Ces sociétés ont souvent une culture fondée sur une philosophie chamanique qui inscrit l’homme dans un triangle, homme, nature, esprit, qui doit fonctionner équitablement. Le chaman devient le gardien comme médiateur d’un équilibre fragile. Chez les Inuits par exemple les très anciennes marques sculptées sur la pierre étaient considérées comme des représentations d’esprits auxiliaires : incarnation dans la pierre d’un intermédiaire entre la nature et l’esprit. Ces représentations étaient celles d’esprits d’animaux, d’esprits de gens décédés ou vivants, ou bien l’esprit de la pierre ou bien celui de l’atmosphère. C’est dans ce rapport extrêmement intime avec la nature que se place l’homme. Dans ce système de croyances et de rites, le chaman est l’intercesseur qui doit aller plaider la cause des humains auprès des grands esprits. C’est celui qui va consulter un esprit pour faire revenir le gibier quand il n’y en a plus. On croit par exemple que c’est un esprit au fond des mers qui commande les mammifères marins. On croit que l’esprit de la lune a un pouvoir important pour amener du gibier quand il n’y en a pas. C’est toute une myriade de significations que pouvait alors revêtir la perception des longs hurlements des loups lors de la pleine lune.
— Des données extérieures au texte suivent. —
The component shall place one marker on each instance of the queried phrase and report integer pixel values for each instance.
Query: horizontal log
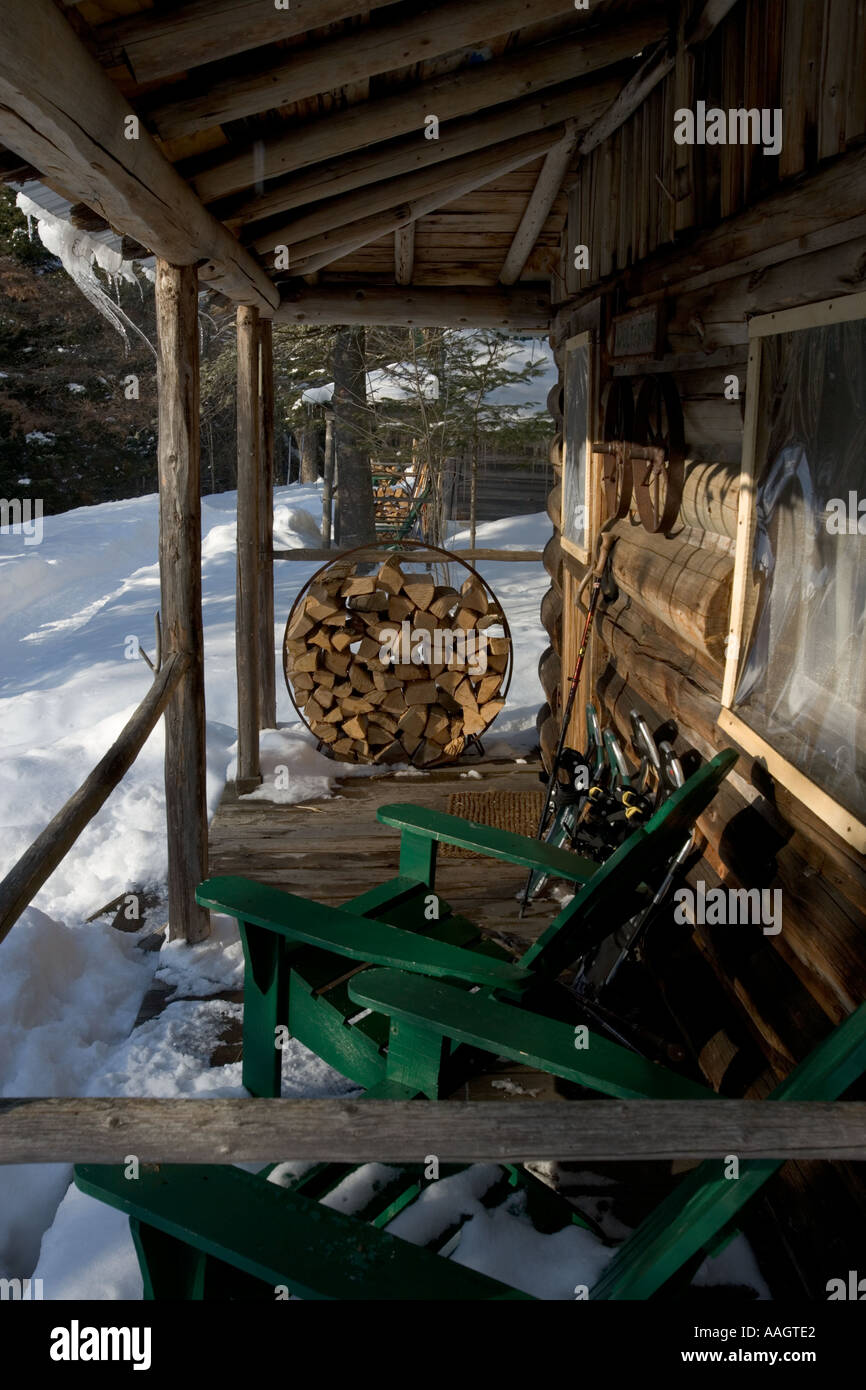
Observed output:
(36, 863)
(552, 558)
(711, 498)
(451, 96)
(776, 228)
(471, 173)
(409, 154)
(344, 60)
(474, 553)
(521, 310)
(549, 673)
(552, 617)
(156, 43)
(747, 837)
(638, 641)
(444, 182)
(61, 113)
(228, 1130)
(685, 587)
(719, 314)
La philosophie chamanique se base sur une relation originelle avec les animaux, prolongeant leur relation à la nature jusqu’à leur origine commune avec eux dans un temps où l’homme et les animaux n’étaient pas différenciés et formaient une seule entité. C’est dans ce rapport à la nature que les relations qui unissent, qui plus est de façon vitale, l’homme et l’animal, sont nécessairement coopératives. Les chasseurs cueilleurs entretiennent un rapport avec la nature fondé sur l’échange de bons procédés. Il faut tuer le gibier pour se nourrir mais il faut le séduire pour qu’il puisse être tué. C’est sur cette crainte que les animaux, avertis par leurs congénères des mauvais traitements que leurs infligent les humains, ne se laissent plus prendre ou se vengent des chasseurs en les attaquant, que toute une série de rites s’établissent, comme leur présenter des excuses ou des friandises ou organiser des fêtes de réconciliation entre les animaux et les hommes. C’est dans ce même schéma de déculpabilisation que les Aïnous représentaient l’ours comme un visiteur du monde spirituel auquel il fallait redonner son essence. En fait, chez les Pygmées, les Amérindiens, les Esquimaux, les peuples Sibériens ainsi que les Aborigènes d’Australie « le monde animal est conçu à l’image du monde humain c’est un monde hiérarchisé » (60). Les Indiens Achmar par exemple se représentent la nature à l’image de leur propre société. Les animaux de la forêt sont pour eux des alliés ou des ennemis qu’il faut à l’instar de leurs partenaires humains séduire, contraindre ou écarter (64). On peut se demander si le loup de par son rôle dans la chasse et son type d’organisation ne faisait pas parti de ces espèces à séduire. Quoi qu’il en soit, l’homme a toujours éprouvé le besoin de donner du sens aux énigmes de l’expérience, du réel. C’est dans ce lien indissociable qui l’unit à la nature que le chamanisme inscrit l’homme. C’est certainement dans un lien proche que se situent les premiers hommes modernes.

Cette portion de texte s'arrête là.